One of the major shortcomings of the Rock Bay site is that an estimated $244 million would have to be spent on pipes and pumps to move untreated sewage there and then move the treated water to outfalls going into the ocean.

With potentially millions of dollars to be saved by building a treatment plant closer to outfalls, directors ultimately agreed with Saanich Coun. Colin Plant’s compromise recommendation to examine McLoughlin, Macaulay and Clover.

Plant said looking only “backward” to McLoughlin as an alternative to Rock Bay didn’t make sense.

Last month, Knappett Projects pitched building an underground sewage plant for $177 million at Clover Point. CRD technical staff recommended against it, saying the site was too tight for the proposed technology.

Wednesday’s decision came as the CRD nudges precariously close to a March 31 deadline to select a site for sewage treatment to secure $83 million in funding from a federal agency, PPP Canada.

The CRD began looking for alternatives to McLoughlin that would have community support after Esquimalt’s decision in April 2014 to reject rezoning.

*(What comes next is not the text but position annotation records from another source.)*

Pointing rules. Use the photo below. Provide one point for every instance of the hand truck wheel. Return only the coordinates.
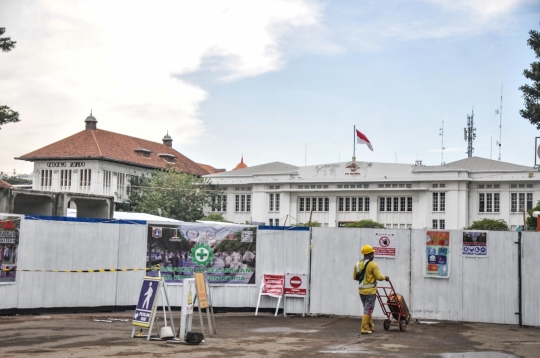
(402, 325)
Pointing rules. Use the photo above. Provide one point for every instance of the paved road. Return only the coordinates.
(243, 335)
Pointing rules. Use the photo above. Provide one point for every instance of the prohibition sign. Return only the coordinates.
(384, 241)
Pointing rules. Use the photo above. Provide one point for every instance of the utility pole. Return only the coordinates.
(470, 134)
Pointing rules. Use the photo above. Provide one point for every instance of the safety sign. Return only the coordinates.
(145, 304)
(385, 244)
(295, 284)
(475, 244)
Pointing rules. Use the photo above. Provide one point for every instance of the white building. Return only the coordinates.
(449, 196)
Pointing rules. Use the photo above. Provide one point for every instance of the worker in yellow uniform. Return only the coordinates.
(368, 286)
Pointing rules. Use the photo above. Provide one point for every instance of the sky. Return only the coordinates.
(272, 80)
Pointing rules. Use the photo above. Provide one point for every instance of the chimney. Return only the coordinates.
(91, 122)
(167, 140)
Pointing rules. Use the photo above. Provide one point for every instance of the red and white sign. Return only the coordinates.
(385, 244)
(272, 285)
(295, 284)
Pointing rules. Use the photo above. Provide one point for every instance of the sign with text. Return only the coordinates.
(201, 290)
(475, 244)
(9, 246)
(437, 254)
(295, 284)
(385, 244)
(146, 303)
(272, 285)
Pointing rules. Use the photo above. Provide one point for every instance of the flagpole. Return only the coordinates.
(354, 141)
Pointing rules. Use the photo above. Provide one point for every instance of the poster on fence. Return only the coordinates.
(385, 244)
(437, 254)
(227, 254)
(9, 246)
(475, 244)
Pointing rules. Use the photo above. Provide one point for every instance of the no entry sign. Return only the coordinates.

According to the project charter, municipalities would recommend sites within their boundaries, and only those sites would be considered.

But Jensen argued the CRD has the responsibility and the social licence to revisit McLoughlin given that Esquimalt council originally told the CRD that it preferred McLoughlin Point for a sewage treatment plant. After the CRD bought the site, he said, Esquimalt council voluntarily agreed in 2013 to rezone the property for sewage treatment. “What’s more important, the process or the taxpayer?” Jensen said.

Esquimalt Mayor Barb Desjardins said Jensen’s suggestion that the project charter is an artificial process is appalling.

Atwell said that Jensen was misrepresenting the facts. When Esquimalt council endorsed McLoughlin as a potential site, it was envisioned as having a small plant as part of a distributed treatment system.

“I think it is disingenuous to make the claim that the whole Township of Esquimalt selected McLoughlin Point for a single plant. That was not the case,” Atwell said.

Victoria Coun. Ben Isitt supported a new analysis of McLoughlin.

“We owe it to residents, if we’re going to exercise our financial obligations and our due diligence to residents, to have two bona fide options so we can have an apples- to-apples comparison,” Isitt said.

Victoria Coun. Geoff Young noted Victoria council might be in for a rough road getting the Rock Bay site rezoned to allow a treatment plant.

He said the site “is far more expensive, far more disruptive to the city and far more disruptive to adjacent residences and workers,” than McLoughlin.

“I’m concerned … the only reason we can give for approving that is: ‘Well, Esquimalt council refused to do it so we have to,’ ” Young said.

Despite the fact that the committee has not endorsed a treatment site, its committee chairwoman, Victoria Mayor Lisa Helps, said progress is being made.

“We’re taking a step in two directions, but I think we’re making progress,” she said.

The committee meeting will reconvene Friday afternoon.